ORDERED that the appeal from the order is dismissed; and it is further,
ORDERED that the appeal from the judgment is dismissed, except insofar as it brings up for review the order; and it is further,
ORDERED that the judgment is affirmed insofar as reviewed; and it is further,
ORDERED that one bill of costs is awarded to the plaintiffs.
The appeal from the intermediate order must be dismissed because the right of direct appeal therefrom terminated with the entry of judgment in the action (see Matter of Aho, 39 N.Y.2d 241, 248, 383 N.Y.S.2d 285, 347 N.E.2d 647 ). The issues raised on the appeal from the intermediate order are brought up for review and have been considered on the appeal from the judgment (see CPLR 5501 [a][1] ).
No appeal lies from a judgment entered upon the default of the appealing party (see CPLR 5511 ). However, those branches of the defendant's motion which were denominated as seeking to strike the case from the trial calendar and stay proceedings in the action, but which were, in actuality, to vacate his defaults in opposing the plaintiffs' two prior motions and his failure to appear at a scheduling conference were “the subject of contest” before the Supreme Court (James v. Powell, 19 N.Y.2d 249, 256 n. 3, 279 N.Y.S.2d 10, 225 N.E.2d 741 ). Therefore, the propriety of the denial of those branches of the defendant's motion is brought up for review on the appeal from the judgment (see id. at 256 n. 3, 279 N.Y.S.2d 10, 225 N.E.2d 741 ; Asman v. Durst, 98 A.D.3d 1068, 1069, 951 N.Y.S.2d 229 ; HSBC Mtge. Corp. [USA] v. MacPherson, 89 A.D.3d 1061, 1062, 934 N.Y.S.2d 428 ; Diamond v. Diamante, 57 A.D.3d 826, 826–827, 869 N.Y.S.2d 609 ; Katz v. Katz, 68 A.D.2d 536, 540, 418 N.Y.S.2d 99 ).

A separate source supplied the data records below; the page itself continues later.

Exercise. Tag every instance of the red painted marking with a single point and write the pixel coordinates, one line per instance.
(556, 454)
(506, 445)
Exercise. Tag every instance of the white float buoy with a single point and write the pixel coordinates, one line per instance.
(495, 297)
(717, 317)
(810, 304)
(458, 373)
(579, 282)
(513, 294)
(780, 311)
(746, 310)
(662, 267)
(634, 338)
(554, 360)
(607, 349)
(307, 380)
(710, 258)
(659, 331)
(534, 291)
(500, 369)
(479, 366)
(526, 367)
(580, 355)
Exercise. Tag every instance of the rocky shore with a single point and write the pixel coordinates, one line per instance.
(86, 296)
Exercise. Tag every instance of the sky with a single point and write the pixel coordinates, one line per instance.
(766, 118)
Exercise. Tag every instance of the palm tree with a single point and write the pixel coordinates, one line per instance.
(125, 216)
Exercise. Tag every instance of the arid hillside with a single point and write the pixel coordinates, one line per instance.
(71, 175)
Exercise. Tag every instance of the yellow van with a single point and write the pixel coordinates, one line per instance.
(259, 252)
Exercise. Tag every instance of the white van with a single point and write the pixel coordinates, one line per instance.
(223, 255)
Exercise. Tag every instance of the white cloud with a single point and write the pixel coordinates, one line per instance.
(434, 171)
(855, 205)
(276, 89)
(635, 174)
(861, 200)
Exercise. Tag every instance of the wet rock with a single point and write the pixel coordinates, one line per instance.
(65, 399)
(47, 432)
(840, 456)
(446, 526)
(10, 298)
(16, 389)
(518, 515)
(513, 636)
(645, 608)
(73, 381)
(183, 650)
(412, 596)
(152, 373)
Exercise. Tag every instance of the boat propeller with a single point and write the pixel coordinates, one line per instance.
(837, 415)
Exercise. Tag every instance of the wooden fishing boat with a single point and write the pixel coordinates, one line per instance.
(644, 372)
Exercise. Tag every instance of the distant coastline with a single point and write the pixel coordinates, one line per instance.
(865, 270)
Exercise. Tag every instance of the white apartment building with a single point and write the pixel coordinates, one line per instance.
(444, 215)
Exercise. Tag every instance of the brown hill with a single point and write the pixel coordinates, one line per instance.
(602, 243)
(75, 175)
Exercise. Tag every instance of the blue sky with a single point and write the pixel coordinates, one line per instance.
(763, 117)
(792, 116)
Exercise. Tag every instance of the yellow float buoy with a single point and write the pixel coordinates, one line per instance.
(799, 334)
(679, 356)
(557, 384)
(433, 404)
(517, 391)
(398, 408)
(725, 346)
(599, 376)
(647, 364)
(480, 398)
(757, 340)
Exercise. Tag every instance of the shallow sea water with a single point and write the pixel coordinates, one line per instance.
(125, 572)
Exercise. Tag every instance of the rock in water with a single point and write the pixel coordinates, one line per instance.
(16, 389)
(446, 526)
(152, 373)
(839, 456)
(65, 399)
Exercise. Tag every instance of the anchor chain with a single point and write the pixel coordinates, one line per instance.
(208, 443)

A party seeking to vacate a default must establish both a reasonable excuse for the default and a potentially meritorious cause of action or defense (see Sganga v. Sganga, 95 A.D.3d 872, 872, 942 N.Y.S.2d 886 ). The Supreme Court did not improvidently exercise its discretion in denying the subject branches of the defendant's motion because the defendant failed to present a reasonable excuse for his failure to oppose the plaintiffs' two prior motions and to appear at a scheduling conference and, further, failed to establish a potentially meritorious defense to the plaintiffs' prior motions (see Hasanji v. Hasanji, 121 A.D.3d 753, 993 N.Y.S.2d 512 ).